Investors, meanwhile, have remained ambivalent about stocks, which are setting record highs. Investors pulled more money out of U.S. stock funds last month than they put in, the second straight month that's happened.

Still, many analysts along Wall Street continue to say stocks look like a better investment than bonds. Analysts are worried about interest rates, which they predict will rise due to a strengthening economy and the Federal Reserve letting up on the accelerator for stimulus. Rising rates hurt prices for existing bonds, whose yields suddenly look less attractive.

— FUND MANAGERS LIKE CONSUMER STOCKS.

We're all swiping our credit cards at CVS while on the way to vacations booked on priceline.com.
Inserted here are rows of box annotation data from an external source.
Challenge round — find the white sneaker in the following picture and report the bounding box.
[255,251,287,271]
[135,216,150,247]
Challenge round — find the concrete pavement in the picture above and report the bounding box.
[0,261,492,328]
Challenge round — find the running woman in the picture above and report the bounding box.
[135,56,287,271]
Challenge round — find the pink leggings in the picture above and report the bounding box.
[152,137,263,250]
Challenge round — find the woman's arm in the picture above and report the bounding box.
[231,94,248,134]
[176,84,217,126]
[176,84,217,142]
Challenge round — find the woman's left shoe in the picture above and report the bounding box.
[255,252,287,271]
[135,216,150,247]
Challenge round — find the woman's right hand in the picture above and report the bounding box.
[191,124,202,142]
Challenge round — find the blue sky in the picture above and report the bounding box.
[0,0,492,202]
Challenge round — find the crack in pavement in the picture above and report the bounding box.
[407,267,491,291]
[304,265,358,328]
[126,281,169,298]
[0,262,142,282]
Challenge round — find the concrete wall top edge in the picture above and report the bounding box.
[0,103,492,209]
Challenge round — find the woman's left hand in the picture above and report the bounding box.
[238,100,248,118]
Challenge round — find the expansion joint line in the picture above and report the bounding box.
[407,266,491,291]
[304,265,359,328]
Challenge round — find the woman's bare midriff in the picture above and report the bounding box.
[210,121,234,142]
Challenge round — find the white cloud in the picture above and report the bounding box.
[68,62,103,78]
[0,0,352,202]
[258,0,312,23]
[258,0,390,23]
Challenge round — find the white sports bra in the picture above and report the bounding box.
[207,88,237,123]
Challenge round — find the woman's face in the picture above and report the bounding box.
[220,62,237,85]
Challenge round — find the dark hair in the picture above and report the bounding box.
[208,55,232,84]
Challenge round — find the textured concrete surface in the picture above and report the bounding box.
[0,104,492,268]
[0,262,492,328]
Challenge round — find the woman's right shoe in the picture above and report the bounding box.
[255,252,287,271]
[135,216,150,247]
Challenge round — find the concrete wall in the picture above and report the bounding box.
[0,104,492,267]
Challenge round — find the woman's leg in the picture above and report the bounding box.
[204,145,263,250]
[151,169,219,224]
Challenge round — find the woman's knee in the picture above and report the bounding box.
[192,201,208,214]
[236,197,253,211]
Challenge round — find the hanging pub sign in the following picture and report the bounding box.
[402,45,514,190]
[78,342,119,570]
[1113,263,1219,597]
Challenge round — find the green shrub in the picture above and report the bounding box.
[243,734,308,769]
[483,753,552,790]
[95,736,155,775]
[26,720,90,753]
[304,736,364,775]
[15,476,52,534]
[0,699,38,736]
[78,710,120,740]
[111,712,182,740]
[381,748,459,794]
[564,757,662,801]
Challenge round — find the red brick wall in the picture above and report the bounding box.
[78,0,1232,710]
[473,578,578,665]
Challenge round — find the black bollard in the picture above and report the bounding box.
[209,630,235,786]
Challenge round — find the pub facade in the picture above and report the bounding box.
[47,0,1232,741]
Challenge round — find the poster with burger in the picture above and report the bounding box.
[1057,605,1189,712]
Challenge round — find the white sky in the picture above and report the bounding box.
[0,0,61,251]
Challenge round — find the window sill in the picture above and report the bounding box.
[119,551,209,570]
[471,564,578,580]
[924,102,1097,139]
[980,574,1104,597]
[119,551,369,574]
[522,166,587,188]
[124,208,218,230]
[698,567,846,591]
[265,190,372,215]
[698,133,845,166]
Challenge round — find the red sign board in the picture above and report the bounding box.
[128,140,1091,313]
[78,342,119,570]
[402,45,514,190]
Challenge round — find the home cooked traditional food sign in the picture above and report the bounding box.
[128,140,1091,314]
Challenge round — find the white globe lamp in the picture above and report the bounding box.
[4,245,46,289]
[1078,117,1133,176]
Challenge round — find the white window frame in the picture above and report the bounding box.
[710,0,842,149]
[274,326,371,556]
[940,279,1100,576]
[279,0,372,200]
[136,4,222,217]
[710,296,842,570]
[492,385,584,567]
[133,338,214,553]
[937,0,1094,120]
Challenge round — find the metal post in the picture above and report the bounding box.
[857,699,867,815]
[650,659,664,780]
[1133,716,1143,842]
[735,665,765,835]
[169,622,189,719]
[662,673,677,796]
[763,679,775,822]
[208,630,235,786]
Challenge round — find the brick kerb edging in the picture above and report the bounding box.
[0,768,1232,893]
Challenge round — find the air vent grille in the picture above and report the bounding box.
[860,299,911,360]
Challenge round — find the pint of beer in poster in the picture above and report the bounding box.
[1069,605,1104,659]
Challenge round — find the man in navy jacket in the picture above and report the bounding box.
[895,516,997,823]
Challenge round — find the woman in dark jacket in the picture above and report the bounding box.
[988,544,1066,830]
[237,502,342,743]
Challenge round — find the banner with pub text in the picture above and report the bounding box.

At least, that's what many mutual fund managers are hoping.

After surveying 485 mutual funds with $1.4 trillion in assets, a Goldman Sachs review found that Visa, Priceline Group, CVS Caremark and MasterCard are among their favorites. To determine which were indeed favorites, the bank's strategists identified those that had higher fund ownership than one would expect, relative to their size in stock indexes.

Visa, for example, makes up 1 percent of the average mutual fund's portfolio, when it represents just 0.6 percent of its benchmark.

By sector, Goldman Sachs found that mutual fund managers appear most optimistic about companies that sell non-essential items to consumers. A strengthening job market would help consumers spend more, and employers have added more than 200,000 jobs in each of the last five months. The last time that happened was in 1999-2000.

Fund managers appear to be least confident about utility stocks, which many say have become too expensive relative to their earnings following strong stock-price gains.

— JUST BEING AVERAGE IS AN ACCOMPLISHMENT.

Everyone would like to be the best. It's why investors consider the higher fees charged by actively managed mutual funds. These funds hire stock pickers to buy winning stocks, all in hopes of beating their peers and broad-market indexes.

But few funds are able to do it consistently. Consider the 1,431 U.S. stock funds that ranked among the top half of their peers for one-year performance in March 2010. The following year, only 43 percent of the funds in that group were able to replicate their success, according to S&P Dow Jones Indices. Less than 5 percent were able to do it five years in a row.

To be sure, many stock pickers would ask investors to consider their long-term records — how their funds' five-year returns compare with their peers — rather than just whether they beat them for five successive years. That's also a tough task: Only 27 percent of all large-cap stock funds had better five-year returns than the Standard & Poor's 500 index through 2013, according to S&P Dow Jones Indices.

— WE'RE PAYING LESS FOR MUTUAL FUNDS IN OUR 401(k)S.

It's a race to the bottom for mutual fund expenses, and investors are the ultimate winners.

Expense ratios have been dropping for all kinds of mutual funds for years, and they're even lower for savers with funds in 401(k) accounts. Last year, investors paid an average expense ratio of 0.58 percent for stock funds in 401(k) accounts, according to the Investment Company Institute. That means for every $10,000 in fund assets, $58 went to cover expenses.

That's down from 0.63 percent a year earlier. It's also lower than the average expense ratio of 0.74 percent paid for stock funds by all investors, including those buying funds in taxable accounts.

One benefit for savers with 401(k) accounts is that some plans offer easy access to institutional share classes of mutual funds. These have lower expense ratios than share classes offered to average investors and are usually reserved for big investors who can afford a $100,000 or even a $1 million initial investment.